Around 15 million babies are born preterm (before 37 weeks of pregnancy) every year, says the World Health Organization. According to the National Institutes of Health, preterm babies are at higher risk of learning disabilities, cerebral palsy, problems associated with breathing, vision and hearing loss and digestive problems.

GBS bacteria are found in the vagina of around 15 to 20 percent of healthy women. In some women, these bacteria can cause severe infections that can lead to meningitis in newborns, especially in premature babies.

"Pregnant women are universally screened for these bacteria during pregnancy and administered antibiotics intravenously during labor if they test positive to protect the infant from infection," said Victor Nizet, MD, professor of pediatrics and pharmacy and co-author, according to a news release. "Our research may explain why some women and their infants are at higher risk of acquiring severe GBS infections than others."
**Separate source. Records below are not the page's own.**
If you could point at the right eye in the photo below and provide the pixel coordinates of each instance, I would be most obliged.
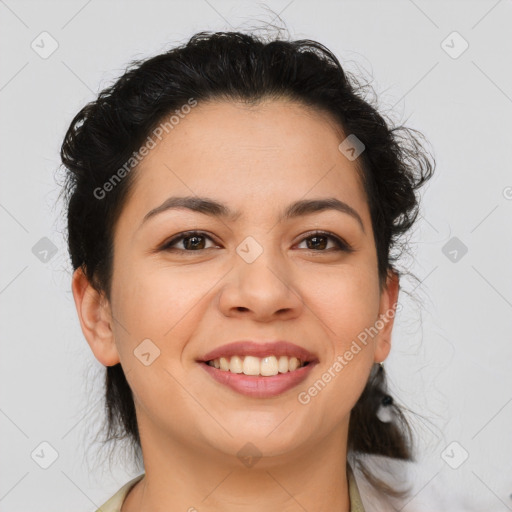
(193, 241)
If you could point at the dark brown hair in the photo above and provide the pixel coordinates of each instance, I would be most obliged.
(235, 66)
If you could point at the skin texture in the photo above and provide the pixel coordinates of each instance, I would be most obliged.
(256, 159)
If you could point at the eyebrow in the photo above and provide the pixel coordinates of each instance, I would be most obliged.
(214, 208)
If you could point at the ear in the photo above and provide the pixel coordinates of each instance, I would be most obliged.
(387, 311)
(95, 319)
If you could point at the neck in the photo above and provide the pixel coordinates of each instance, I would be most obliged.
(180, 477)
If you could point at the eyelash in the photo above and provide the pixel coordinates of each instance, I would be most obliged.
(341, 245)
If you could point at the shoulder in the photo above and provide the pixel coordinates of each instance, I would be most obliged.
(115, 502)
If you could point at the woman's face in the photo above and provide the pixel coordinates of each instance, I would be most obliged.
(255, 276)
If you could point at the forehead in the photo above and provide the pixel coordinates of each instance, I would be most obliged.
(248, 156)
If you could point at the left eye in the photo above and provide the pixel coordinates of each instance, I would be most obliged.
(319, 240)
(195, 241)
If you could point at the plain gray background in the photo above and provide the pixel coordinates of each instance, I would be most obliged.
(452, 346)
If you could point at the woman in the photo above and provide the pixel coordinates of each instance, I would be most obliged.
(233, 209)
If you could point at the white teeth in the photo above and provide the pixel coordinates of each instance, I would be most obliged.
(283, 364)
(268, 366)
(250, 365)
(293, 364)
(236, 365)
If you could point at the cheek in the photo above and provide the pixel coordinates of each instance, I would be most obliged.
(347, 302)
(159, 303)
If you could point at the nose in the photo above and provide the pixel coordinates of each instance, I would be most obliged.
(262, 290)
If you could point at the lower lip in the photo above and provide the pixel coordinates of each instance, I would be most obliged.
(259, 387)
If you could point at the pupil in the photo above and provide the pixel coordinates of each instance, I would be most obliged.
(315, 244)
(193, 245)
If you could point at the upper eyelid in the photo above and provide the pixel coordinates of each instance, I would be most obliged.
(185, 234)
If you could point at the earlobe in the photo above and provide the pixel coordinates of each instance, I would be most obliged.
(95, 319)
(387, 311)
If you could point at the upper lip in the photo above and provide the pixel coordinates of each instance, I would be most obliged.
(259, 349)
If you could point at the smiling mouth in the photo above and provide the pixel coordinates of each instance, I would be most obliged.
(257, 366)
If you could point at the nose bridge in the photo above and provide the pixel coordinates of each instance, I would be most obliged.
(260, 281)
 For the study, the team looked at two proteins on fetal membranes of the placenta. These proteins are associated with immunity. One of the proteins called Siglec-5 suppresses the immune system by binding to the foreign agent, whereas the other protein Siglec-14 activates immune reaction.

Siglecs are receptors found on immune cells. They work by identifying and binding to the sialic acids (sugar molecules) on our cells.

 "We have one protein that tells the body to attack the pathogen and another that tells the body not to attack it," said Raza Ali, PhD, a project scientist in the Nizet laboratory and the study's lead author.

The presence of both proteins balances immune response and prevents excessive inflammation, which could be dangerous to the baby.

The team found the absence of the gene that codes for Siglec-14 (the activator) protein increases risk of premature birth. The reason for early birth could be the imbalance in immune response to the bacteria, researchers  said.

Related studies have shown that the siglec gene interaction is unique to humans and is mutated in great apes. Also, loss of siglec14 reduces the risk of severe chronic obstructive pulmonary disease.

The study is published in the Journal of Experimental Medicine. National Institutes of Health funded the research.

Note- one of the study authors Ajit Varki has an equity interest in Sialix, Inc., which is exploring the possibility of using non-human sialic acid in developing drugs.